Невеселое то, что мне в ободрение и в утешение Ив[ан] Ник[олаевич] Дурново сказал: «Не смущайтесь, делайте свое дело честно, как совесть велит, но будьте осторожны в выражениях и из трех слов выбирайте всегда самое нежное; вот и все, а на графа Толстого не пеняйте; он теперь и боязлив, и нервен, и нерешителен».
Вчера вечером собралось у меня немало гостей на винт, и между прочими был Варшавский, неизвестно почему полюбивший меня за эти последние 2 месяца. Он сообщил нам очень интересное сведение о знаменитой нормировке сахара, будучи сам сахаропроизводителем, если не ошибаюсь, в Кам[енец]-Подольской губ. Признавая этот вопрос безусловно не государственным и не подлежащим вовсе рассмотрению правительства, он сказал: верьте мне, что и вопроса-то этого не было бы вовсе, если [И. Г.] Харитоненко не запродал на 3 года до 11/2 мил. сахарного песку в прошлом и в нынешнем году по 5 рублей кругом. Между прочим, он запродал огромную партию Бобринским и другим заводчикам. Харитоненко, как очень умный человек, предвидел уже в прошлом году падение цен на сахар и с осени прошлого года ввиду этого понижения запродал свой песок на 3 года по 5 рублей. Теперь цена упала до 3 рублей. И что же вы видите? Бобринские и все западные сахарозаводчики, которым будет очень накладно платить по 5 р. Харитоненко за пуд песку, в течение 3 лет, когда цена сахара упадет до 3 рублей, в нормировке видят исход из своего критического положения, то есть повышение цен на сахар. Харитоненке наоборот, запродавшему сахар по 5 рублей, выгодно наибольшее понижение цен на сахар, и вот Харитоненко стоит против нормировки. В сущности все это дело это спор и дуэль между карманами Бобринских, Абазы и Кии и между карманами Харитоненки!

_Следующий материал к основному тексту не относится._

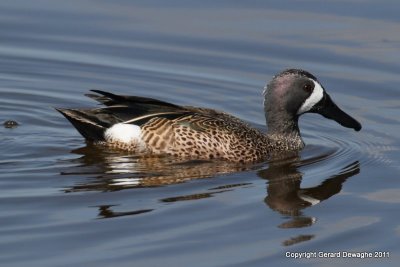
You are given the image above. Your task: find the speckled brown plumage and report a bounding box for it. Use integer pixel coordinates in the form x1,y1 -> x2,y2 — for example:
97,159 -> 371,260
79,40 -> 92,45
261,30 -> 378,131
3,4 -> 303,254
58,69 -> 361,162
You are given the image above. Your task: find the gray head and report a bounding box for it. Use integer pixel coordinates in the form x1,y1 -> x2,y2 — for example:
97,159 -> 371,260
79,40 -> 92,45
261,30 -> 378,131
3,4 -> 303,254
264,69 -> 361,135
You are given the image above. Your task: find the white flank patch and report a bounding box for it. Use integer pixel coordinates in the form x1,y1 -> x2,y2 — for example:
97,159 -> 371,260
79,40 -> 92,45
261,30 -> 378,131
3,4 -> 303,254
297,81 -> 324,115
104,123 -> 142,144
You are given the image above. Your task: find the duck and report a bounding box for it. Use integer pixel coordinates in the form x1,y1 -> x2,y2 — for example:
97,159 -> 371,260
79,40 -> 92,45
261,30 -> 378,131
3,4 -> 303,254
56,69 -> 361,163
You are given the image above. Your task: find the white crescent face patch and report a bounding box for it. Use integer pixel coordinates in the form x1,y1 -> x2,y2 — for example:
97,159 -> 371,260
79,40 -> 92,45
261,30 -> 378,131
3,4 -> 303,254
297,80 -> 324,115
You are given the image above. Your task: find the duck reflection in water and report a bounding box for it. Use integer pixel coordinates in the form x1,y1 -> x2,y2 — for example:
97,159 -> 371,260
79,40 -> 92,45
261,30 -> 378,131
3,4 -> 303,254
62,146 -> 360,245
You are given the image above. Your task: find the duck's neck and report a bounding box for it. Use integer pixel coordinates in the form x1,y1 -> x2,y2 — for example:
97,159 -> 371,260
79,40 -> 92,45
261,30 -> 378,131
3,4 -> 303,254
265,109 -> 304,150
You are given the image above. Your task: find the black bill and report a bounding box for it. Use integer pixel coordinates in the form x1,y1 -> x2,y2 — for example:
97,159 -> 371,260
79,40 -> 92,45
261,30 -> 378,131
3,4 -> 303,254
310,92 -> 361,132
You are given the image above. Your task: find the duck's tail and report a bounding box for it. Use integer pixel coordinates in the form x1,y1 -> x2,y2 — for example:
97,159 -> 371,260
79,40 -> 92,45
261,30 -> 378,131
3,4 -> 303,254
56,108 -> 110,142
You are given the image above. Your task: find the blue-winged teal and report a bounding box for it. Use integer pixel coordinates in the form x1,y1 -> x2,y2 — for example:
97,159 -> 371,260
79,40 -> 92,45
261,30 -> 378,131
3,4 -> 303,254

По мнению Варшавского, правительству следовало бы ответить: я в это дело не вмешиваюсь; если вам нужна нормировка, кто вам мешает всем сахарозаводчикам собраться и установить нормировку от себя, как это сделали, например, все земельные банки в России, без всякого правительственного вмешательства, для того, чтобы ограничить выпуск банковых облигаций, так как их оказалось слишком много на биржах.
Но в том-то и дело, что сахарозаводчики не могут сойтись и согласиться на нормировке добровольно и между собою, и потому подняли всю эту интригу в Комитете министров, чтобы добиться от правительства нормировки как средства поднять цену на сахар и поправить свое критическое положение.
Сегодня вечером у меня [М. Н.] Галкин[-Враской] поздравлял И. Н. Дурново с назначением.
– С каким? – удивленно спросил Дурново.
– С местом [Н. Н.] Герарда.
– Ничего не слышал.
– Хитрите.
– Право, ничего не знаю, это слух «Новостей»[525].
Во мне зажглась все-таки надежда. Молясь Богу сегодня ночью, горячо помолился Богу о назначении на место Герарда И. Н. Дурново. Дай того Бог, дай того Бог, дай того Бог!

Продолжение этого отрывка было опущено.